This morning I drove from Logan to Lyman at 7:30 a.m. I wanted to get home in time for the meetings in my own ward. I’ve learned I love my ward, my people, my bishopric, my bench. I love my neighbors, my friends, my sisters, my gospel doctrine teacher.
I could have stayed in Logan. I could have worn something of Mikelle’s and been just fine. But I wanted to be in my ward.
This comes as a surprise to me because just a few weeks ago I wanted to be anywhere BUT my ward!. I was still frustrated with someone and wasn’t comfortable seeing her on Sundays.[I’m all over that, finally.] For four weeks I attended the two other wards in my building.
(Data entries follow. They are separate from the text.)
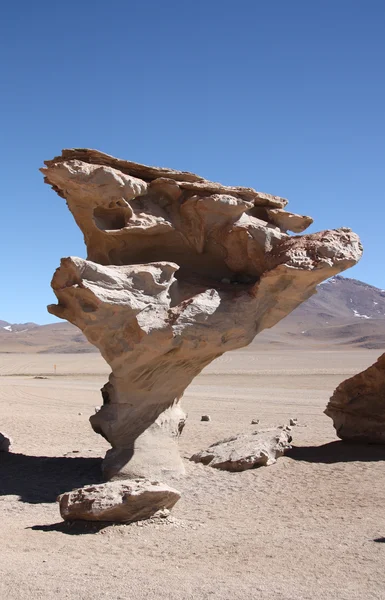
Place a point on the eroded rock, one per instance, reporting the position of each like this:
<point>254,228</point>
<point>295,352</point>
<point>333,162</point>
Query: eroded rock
<point>357,406</point>
<point>179,271</point>
<point>117,501</point>
<point>5,443</point>
<point>246,451</point>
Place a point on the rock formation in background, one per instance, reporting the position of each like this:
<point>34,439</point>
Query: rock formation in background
<point>117,501</point>
<point>246,451</point>
<point>357,406</point>
<point>179,270</point>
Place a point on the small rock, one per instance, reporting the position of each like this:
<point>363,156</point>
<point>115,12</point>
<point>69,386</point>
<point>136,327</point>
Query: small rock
<point>5,443</point>
<point>118,501</point>
<point>246,451</point>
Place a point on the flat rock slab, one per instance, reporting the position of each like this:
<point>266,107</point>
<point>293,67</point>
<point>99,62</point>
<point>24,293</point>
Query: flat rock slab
<point>246,451</point>
<point>357,406</point>
<point>5,443</point>
<point>117,501</point>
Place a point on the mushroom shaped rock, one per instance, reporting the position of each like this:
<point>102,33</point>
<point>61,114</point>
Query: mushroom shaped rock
<point>357,406</point>
<point>179,270</point>
<point>117,501</point>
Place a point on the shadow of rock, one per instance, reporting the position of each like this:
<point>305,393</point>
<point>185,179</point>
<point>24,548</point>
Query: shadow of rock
<point>336,452</point>
<point>37,479</point>
<point>74,527</point>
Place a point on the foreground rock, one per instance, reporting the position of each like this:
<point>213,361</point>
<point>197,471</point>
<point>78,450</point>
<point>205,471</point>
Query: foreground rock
<point>117,501</point>
<point>246,451</point>
<point>5,443</point>
<point>357,406</point>
<point>179,270</point>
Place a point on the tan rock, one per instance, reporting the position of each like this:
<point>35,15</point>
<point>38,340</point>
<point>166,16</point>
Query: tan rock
<point>179,271</point>
<point>246,451</point>
<point>5,443</point>
<point>287,221</point>
<point>120,502</point>
<point>357,406</point>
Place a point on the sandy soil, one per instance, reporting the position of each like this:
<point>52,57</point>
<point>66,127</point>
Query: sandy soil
<point>310,527</point>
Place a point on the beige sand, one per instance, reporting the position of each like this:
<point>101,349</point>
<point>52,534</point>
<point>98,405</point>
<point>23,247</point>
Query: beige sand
<point>305,528</point>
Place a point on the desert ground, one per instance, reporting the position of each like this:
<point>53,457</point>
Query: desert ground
<point>311,526</point>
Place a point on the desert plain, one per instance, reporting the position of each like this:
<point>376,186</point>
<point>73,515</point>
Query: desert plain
<point>311,526</point>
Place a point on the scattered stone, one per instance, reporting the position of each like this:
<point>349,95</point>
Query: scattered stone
<point>118,501</point>
<point>357,406</point>
<point>5,443</point>
<point>147,229</point>
<point>246,451</point>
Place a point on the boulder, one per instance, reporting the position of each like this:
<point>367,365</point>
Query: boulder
<point>5,443</point>
<point>357,406</point>
<point>179,270</point>
<point>246,451</point>
<point>117,501</point>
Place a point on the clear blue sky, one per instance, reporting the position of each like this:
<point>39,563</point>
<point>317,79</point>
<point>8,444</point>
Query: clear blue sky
<point>284,96</point>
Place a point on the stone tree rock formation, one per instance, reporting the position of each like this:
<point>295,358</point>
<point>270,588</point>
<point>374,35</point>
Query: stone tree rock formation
<point>179,270</point>
<point>357,406</point>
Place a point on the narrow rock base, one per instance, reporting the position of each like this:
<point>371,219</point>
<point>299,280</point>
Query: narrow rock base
<point>117,501</point>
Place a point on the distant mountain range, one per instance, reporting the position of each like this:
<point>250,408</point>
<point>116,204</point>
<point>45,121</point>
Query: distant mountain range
<point>344,312</point>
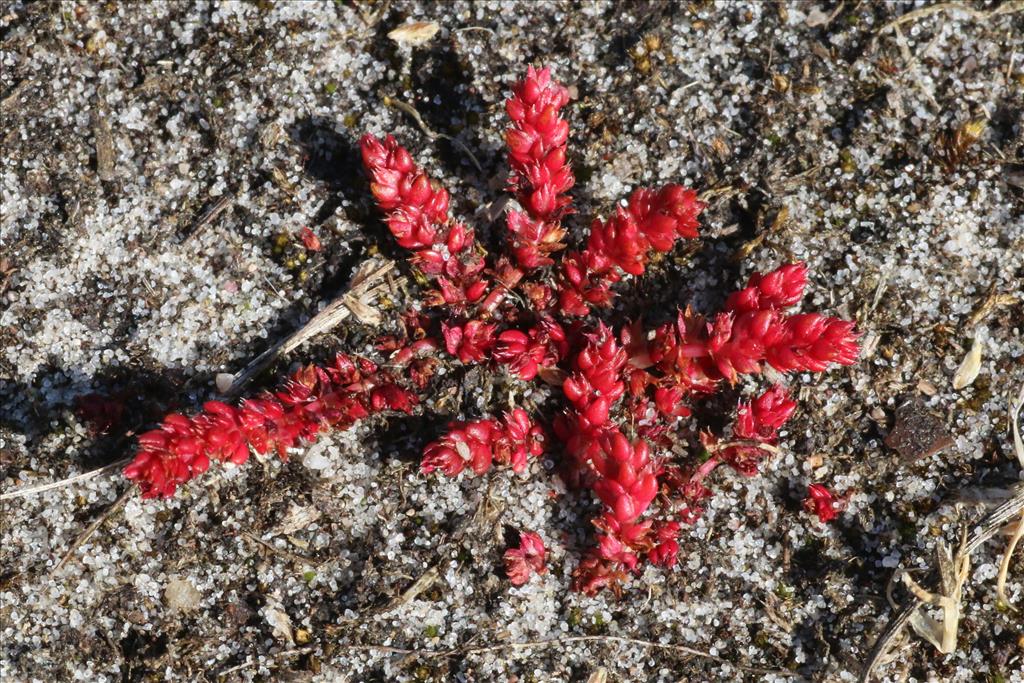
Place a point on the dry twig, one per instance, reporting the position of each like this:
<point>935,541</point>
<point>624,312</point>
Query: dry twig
<point>105,469</point>
<point>365,284</point>
<point>988,526</point>
<point>535,644</point>
<point>1007,8</point>
<point>87,534</point>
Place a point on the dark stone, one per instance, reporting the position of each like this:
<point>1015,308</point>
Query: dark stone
<point>918,433</point>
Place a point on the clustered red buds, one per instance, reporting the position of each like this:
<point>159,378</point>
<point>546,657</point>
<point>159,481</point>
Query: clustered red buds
<point>417,214</point>
<point>527,559</point>
<point>628,392</point>
<point>477,444</point>
<point>313,399</point>
<point>541,174</point>
<point>651,221</point>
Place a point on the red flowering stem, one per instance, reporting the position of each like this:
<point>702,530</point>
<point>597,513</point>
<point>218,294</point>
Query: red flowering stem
<point>477,444</point>
<point>650,222</point>
<point>417,214</point>
<point>699,354</point>
<point>313,399</point>
<point>541,175</point>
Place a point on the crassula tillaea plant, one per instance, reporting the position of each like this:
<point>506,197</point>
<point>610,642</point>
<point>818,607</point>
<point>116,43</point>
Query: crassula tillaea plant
<point>537,312</point>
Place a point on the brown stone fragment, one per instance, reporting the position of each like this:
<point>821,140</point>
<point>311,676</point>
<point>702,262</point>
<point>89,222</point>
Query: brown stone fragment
<point>918,433</point>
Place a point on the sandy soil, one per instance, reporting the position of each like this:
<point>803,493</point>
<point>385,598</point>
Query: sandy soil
<point>160,161</point>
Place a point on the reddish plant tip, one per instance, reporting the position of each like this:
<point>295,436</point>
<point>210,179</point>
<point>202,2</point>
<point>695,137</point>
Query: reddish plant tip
<point>527,559</point>
<point>823,503</point>
<point>309,240</point>
<point>477,444</point>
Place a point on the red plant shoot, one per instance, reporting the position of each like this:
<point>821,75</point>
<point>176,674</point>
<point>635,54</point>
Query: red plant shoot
<point>627,390</point>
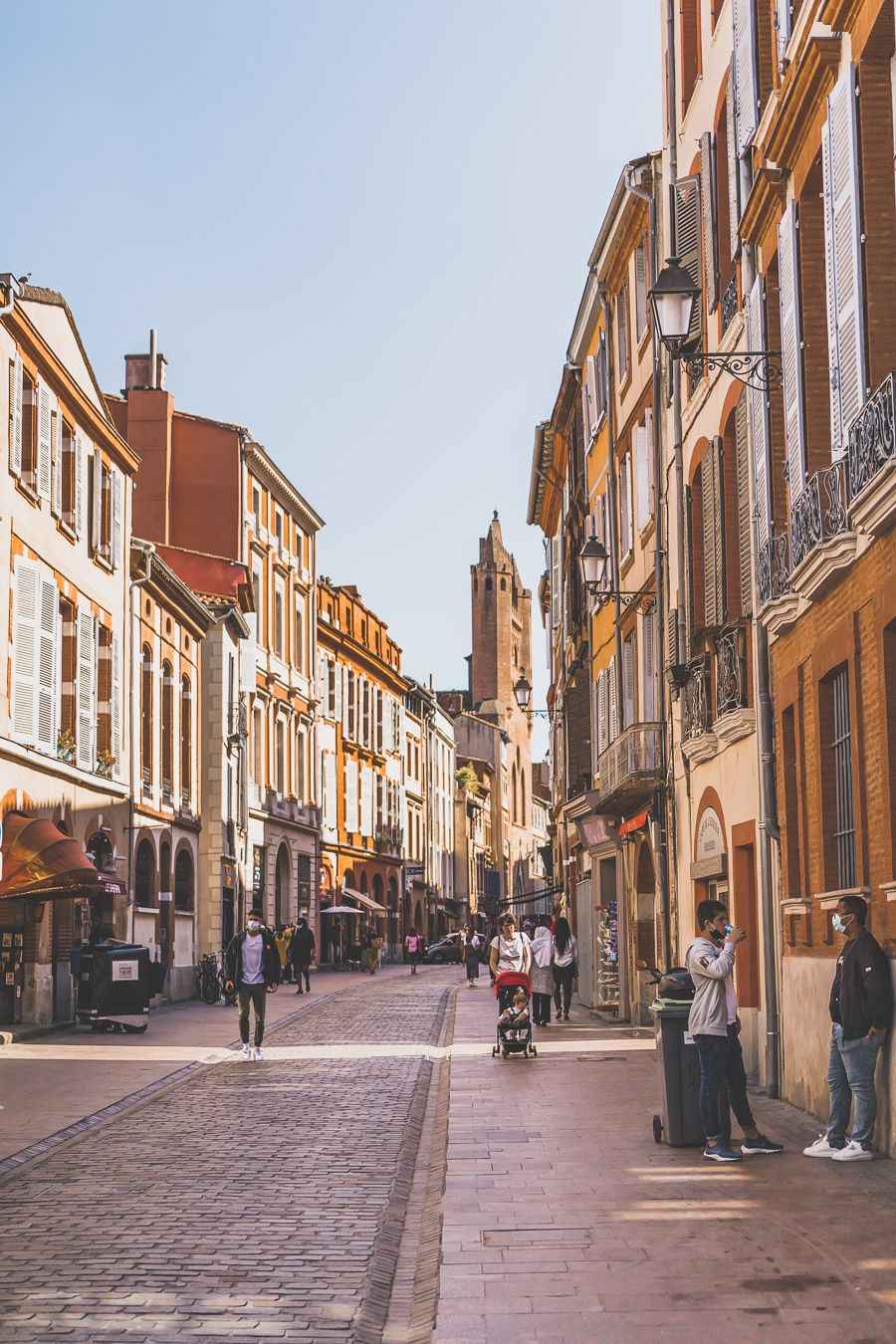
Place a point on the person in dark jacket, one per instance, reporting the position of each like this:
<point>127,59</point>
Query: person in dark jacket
<point>861,1012</point>
<point>251,964</point>
<point>301,953</point>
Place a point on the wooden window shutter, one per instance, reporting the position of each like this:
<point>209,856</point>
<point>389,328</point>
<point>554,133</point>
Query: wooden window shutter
<point>746,89</point>
<point>844,261</point>
<point>734,167</point>
<point>742,441</point>
<point>791,352</point>
<point>47,665</point>
<point>710,221</point>
<point>688,246</point>
<point>87,690</point>
<point>45,444</point>
<point>16,373</point>
<point>26,649</point>
<point>758,407</point>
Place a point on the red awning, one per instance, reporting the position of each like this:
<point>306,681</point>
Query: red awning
<point>39,860</point>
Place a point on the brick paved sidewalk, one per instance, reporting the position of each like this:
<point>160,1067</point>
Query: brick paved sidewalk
<point>564,1222</point>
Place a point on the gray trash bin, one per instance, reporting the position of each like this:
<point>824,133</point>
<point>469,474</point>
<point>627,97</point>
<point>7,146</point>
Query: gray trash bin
<point>679,1121</point>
I wanted it to be the same — after all, it’s not like I was staying home on the Sabbath; I was attending!
But it wasn’t the same! I was in the same building. I was with people I have known for the past thirty years. People I love and admire. People I have connections with in other areas of my life. People I work with or see several times a week. But it wasn’t my ward.
This morning everything was back to normal. A dear friend who gave me a big hug last week was there. My friend Teri and her two daughters sat on my row. Several friends asked about hubby and his knee replacement, all offering help, meals and support. A new sister in the ward taught the lesson and I’m so glad I didn’t miss it. She’s a phenomenal teacher! A visitor cried as she poured out her heart and thoughts about stay-at-home mothers who have so much to give and contribute to society. She touched us all. The music was wonderful! Two darling little sisters, age 4 and 7, sang a Primary song [“I Lived in Heaven a Long Time Ago, It Is True”] during our Relief Society lesson. We had a great discussion about Abraham and the Abrahamic Covenant in Sunday School class. The Westons’ spoke in Sacrament meeting about having a good foundation in our lives, in our families.
It was an extraordinary day.
I’m sure most people feel the same way. I’m sure they have important, supportive, special, uplifting connections with others that are monumental in their lives. I’m sure they have a network of sisterhood, devotion, love and friendship. I’ve always known I had it.
I just didn’t realize how significant it was in my own life.